Feature Set (12 features):

Onset Features (3):
  • starts_with_vowel: Open onset (vowel-initial)

  • starts_with_cluster: Initial consonant cluster (2+ consonants)

  • starts_with_heavy_cluster: Heavy initial cluster (3+ consonants)

Internal Features (4):
  • contains_plosive: Contains plosive consonant (p, t, k, b, d, g)

  • contains_fricative: Contains fricative consonant (f, s, z, v, h)

  • contains_liquid: Contains liquid consonant (l, r, w)

  • contains_nasal: Contains nasal consonant (m, n)

Nucleus Features (2):
  • short_vowel: Exactly one vowel (weight proxy)

  • long_vowel: Two or more vowels (weight proxy)

Coda Features (3):
  • ends_with_vowel: Open syllable (vowel-final)

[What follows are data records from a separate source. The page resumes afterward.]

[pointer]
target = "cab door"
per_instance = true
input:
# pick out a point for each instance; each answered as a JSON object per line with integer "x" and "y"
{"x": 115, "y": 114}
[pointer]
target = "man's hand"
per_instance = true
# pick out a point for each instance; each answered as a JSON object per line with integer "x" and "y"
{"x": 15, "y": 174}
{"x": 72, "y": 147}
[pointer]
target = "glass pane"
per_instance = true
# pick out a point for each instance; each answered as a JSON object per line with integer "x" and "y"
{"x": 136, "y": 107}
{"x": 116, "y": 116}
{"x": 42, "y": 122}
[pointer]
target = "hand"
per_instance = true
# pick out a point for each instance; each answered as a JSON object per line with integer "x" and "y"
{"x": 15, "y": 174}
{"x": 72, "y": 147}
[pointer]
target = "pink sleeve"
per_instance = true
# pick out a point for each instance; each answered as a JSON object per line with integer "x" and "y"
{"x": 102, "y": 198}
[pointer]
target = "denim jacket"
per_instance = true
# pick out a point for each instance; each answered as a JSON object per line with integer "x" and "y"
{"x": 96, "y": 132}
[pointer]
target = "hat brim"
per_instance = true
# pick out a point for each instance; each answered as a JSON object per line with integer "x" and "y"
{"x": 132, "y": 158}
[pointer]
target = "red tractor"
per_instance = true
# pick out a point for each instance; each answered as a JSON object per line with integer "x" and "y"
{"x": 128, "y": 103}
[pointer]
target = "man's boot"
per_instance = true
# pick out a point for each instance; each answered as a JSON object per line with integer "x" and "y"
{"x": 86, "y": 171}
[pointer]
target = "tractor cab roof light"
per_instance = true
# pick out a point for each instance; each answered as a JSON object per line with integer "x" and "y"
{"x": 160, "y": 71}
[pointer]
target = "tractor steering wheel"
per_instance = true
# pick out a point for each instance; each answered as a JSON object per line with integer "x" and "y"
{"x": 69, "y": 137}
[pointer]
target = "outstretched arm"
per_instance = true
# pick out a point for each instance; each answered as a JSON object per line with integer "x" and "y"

  • ends_with_nasal: Nasal coda

  • ends_with_stop: Stop coda

Quick Start

Command-line usage:

$ python -m build_tools.syllable_feature_annotator \
    --syllables data/normalized/syllables_unique.txt \
    --frequencies data/normalized/syllables_frequencies.json \
    --output data/annotated/syllables_annotated.json \
    --verbose

Programmatic usage:

>>> from pathlib import Path
>>> from build_tools.syllable_feature_annotator import run_annotation_pipeline
>>> result = run_annotation_pipeline(
...     syllables_path=Path("data/normalized/syllables_unique.txt"),
...     frequencies_path=Path("data/normalized/syllables_frequencies.json"),
...     output_path=Path("data/annotated/syllables_annotated.json"),
...     verbose=True
... )
>>> print(f"Annotated {result.statistics.syllable_count} syllables")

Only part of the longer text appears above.